Co roku piątka bardzo konkurencyjnych przyjaciół angażuje się w miesięczną grę w berka, którą grają od pierwszej klasy - ryzykując swoje życie, pracę i relacje, aby móc powalić kogoś na ziemię z krzykiem zwycięstwa: „Mam cię!“ W tym roku termin gry pokrywa się ze ślubem jedynego dotąd niepokonanego gracza, co sprawia, że staje się on łatwym celem. Ale on wie, że nadchodzą... i jest na to przygotowany.
Z _Tag_ miałem naprawdę świetny czas. Może dlatego, że poszedłem do fajnego teatru (co nie robiłem od dłuższego czasu) i obejrzałem go z kilkoma bliskimi przyjaciółmi w bardzo ładny dzień, ale raczej…
Z _Tag_ miałem naprawdę świetny czas. Może dlatego, że poszedłem do fajnego teatru (co nie robiłem od dłuższego czasu) i obejrzałem go z kilkoma bliskimi przyjaciółmi w bardzo ładny dzień, ale raczej uważam, że jest to głównie z powodu postaci Jeremy'ego Rennera. Sposób, w jaki jest napisany, zagrany i sfilmowany, jest praktycznie bezbłędny. Na podstawie jego samego występu, mógłbym zdecydowanie polecić ci zobaczenie _Tag_, ale jest tam też wiele innych rzeczy, które warto docenić.
GenerationofSwine
13. 01. 2023
100%
To po prostu jest zabawne. Jeśli szukasz czegoś więcej niż tylko śmiesznego filmu, czas zastanowić się, dlaczego oglądasz Tag. Siłą jest obsada. Wszyscy wykonali świetną pracę, ale są trzy punkty,…
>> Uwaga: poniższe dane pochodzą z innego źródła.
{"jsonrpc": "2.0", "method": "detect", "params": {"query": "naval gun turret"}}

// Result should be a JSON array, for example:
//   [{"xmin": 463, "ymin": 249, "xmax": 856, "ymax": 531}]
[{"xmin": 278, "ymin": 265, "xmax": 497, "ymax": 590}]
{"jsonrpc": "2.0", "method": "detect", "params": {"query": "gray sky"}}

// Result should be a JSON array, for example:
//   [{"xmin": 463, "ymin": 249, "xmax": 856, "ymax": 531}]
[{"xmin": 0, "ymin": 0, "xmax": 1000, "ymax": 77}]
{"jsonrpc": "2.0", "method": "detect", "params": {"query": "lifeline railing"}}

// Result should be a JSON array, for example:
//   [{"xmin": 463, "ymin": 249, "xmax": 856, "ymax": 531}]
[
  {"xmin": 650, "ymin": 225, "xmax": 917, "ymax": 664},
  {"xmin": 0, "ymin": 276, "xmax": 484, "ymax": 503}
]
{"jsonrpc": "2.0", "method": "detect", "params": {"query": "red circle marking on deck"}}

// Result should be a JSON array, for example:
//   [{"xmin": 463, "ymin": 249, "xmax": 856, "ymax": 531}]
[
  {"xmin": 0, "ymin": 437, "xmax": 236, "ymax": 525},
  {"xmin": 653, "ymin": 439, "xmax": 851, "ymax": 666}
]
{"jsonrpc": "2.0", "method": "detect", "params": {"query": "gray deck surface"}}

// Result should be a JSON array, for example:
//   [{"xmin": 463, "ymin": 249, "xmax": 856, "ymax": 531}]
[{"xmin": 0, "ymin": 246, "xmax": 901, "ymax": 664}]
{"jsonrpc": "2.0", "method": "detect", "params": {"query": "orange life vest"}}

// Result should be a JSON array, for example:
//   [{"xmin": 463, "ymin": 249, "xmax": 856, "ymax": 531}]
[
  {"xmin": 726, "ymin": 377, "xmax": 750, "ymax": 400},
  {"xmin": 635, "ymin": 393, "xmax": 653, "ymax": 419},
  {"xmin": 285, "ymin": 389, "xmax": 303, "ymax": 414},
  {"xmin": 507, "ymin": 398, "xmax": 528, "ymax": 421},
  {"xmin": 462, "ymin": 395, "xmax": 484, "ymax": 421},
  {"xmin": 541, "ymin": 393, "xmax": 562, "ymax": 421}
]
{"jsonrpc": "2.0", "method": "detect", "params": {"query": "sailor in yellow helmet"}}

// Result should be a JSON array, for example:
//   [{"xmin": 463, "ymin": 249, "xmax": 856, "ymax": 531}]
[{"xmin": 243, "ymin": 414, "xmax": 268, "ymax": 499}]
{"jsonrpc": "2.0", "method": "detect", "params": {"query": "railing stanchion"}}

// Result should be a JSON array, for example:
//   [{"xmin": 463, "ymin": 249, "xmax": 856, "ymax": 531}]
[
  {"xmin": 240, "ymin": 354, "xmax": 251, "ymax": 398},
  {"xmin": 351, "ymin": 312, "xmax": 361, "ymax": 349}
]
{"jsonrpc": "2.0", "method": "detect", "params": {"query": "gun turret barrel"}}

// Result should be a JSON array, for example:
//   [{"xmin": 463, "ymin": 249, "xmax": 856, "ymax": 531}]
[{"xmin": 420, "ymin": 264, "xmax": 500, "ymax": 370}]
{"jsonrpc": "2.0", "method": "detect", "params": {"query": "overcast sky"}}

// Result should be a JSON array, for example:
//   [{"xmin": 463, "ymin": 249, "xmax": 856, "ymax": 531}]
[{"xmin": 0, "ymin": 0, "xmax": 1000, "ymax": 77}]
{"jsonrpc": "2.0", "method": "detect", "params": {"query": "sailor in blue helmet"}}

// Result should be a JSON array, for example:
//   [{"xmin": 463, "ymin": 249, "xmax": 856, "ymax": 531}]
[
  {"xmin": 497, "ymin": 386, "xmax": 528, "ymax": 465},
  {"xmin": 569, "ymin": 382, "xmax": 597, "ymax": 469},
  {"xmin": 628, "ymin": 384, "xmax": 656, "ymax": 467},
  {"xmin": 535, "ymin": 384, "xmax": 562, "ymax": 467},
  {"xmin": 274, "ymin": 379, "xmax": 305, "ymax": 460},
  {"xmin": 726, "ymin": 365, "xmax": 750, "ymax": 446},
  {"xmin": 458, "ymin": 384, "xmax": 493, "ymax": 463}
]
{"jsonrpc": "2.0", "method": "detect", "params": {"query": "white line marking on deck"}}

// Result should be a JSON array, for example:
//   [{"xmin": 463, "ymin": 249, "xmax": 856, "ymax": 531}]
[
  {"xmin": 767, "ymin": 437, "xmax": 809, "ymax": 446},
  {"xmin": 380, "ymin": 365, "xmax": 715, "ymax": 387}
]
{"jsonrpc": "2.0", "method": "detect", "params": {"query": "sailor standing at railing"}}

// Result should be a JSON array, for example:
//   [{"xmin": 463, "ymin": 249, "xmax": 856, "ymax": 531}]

To po prostu jest zabawne. Jeśli szukasz czegoś więcej niż tylko śmiesznego filmu, czas zastanowić się, dlaczego oglądasz Tag. Siłą jest obsada. Wszyscy wykonali świetną pracę, ale są trzy punkty, które czuję potrzebę szczególnie pochwalić: Jake Johnson gra najlepszego wiecznie ziomala palacza, jakiego widziałem od Brada Pitta w Prawdziwym romansie. Jest zarówno łatwo identyfikowalny, jak i zupełnie przesadzony, a oba elementy radzi sobie z łatwością. Isla Fisher była, cóż, najlepszym sposobem, aby ją opisać jest: „konsekwentnie histeryczna“. Była tak agresywnie przesadzona, że jej sceny były rozkoszą dla oka. Udało jej się uchwycić konkretną cechę osobowości pewnego rodzaju osoby, którą każdy zna, a następnie wiarygodnie przesadzić ją do histerycznych proporcji. Zaprezentowała być może najlepszy występ komediowy w 2018 roku. Jeremy Renner potrafił zagrać niezainteresowanego McGuffina idealnie prosto i wiarygodnie, bez względu na to, jak absurdalne były jego sceny. Mówią, że komedia najlepiej jest podawana prosto, a on udowadnia prawdziwość tego stwierdzenia i dodaje graczny rytm do swojego występu. Niestety nie zostanie zapamiętany, ale może stać się klasycznym kultowym filmem, jeśli nie z innego powodu, niż postaci były idealnie obsadzone w swoich indywidualnych rolach. Ostatecznie, kiedy wszystko jest powiedziane i zrobione, Tag sprawi, że się uśmiechniesz, i to było naprawdę celem zarówno stworzenia filmu, jak i jego obejrzenia. Według mnie to sukces.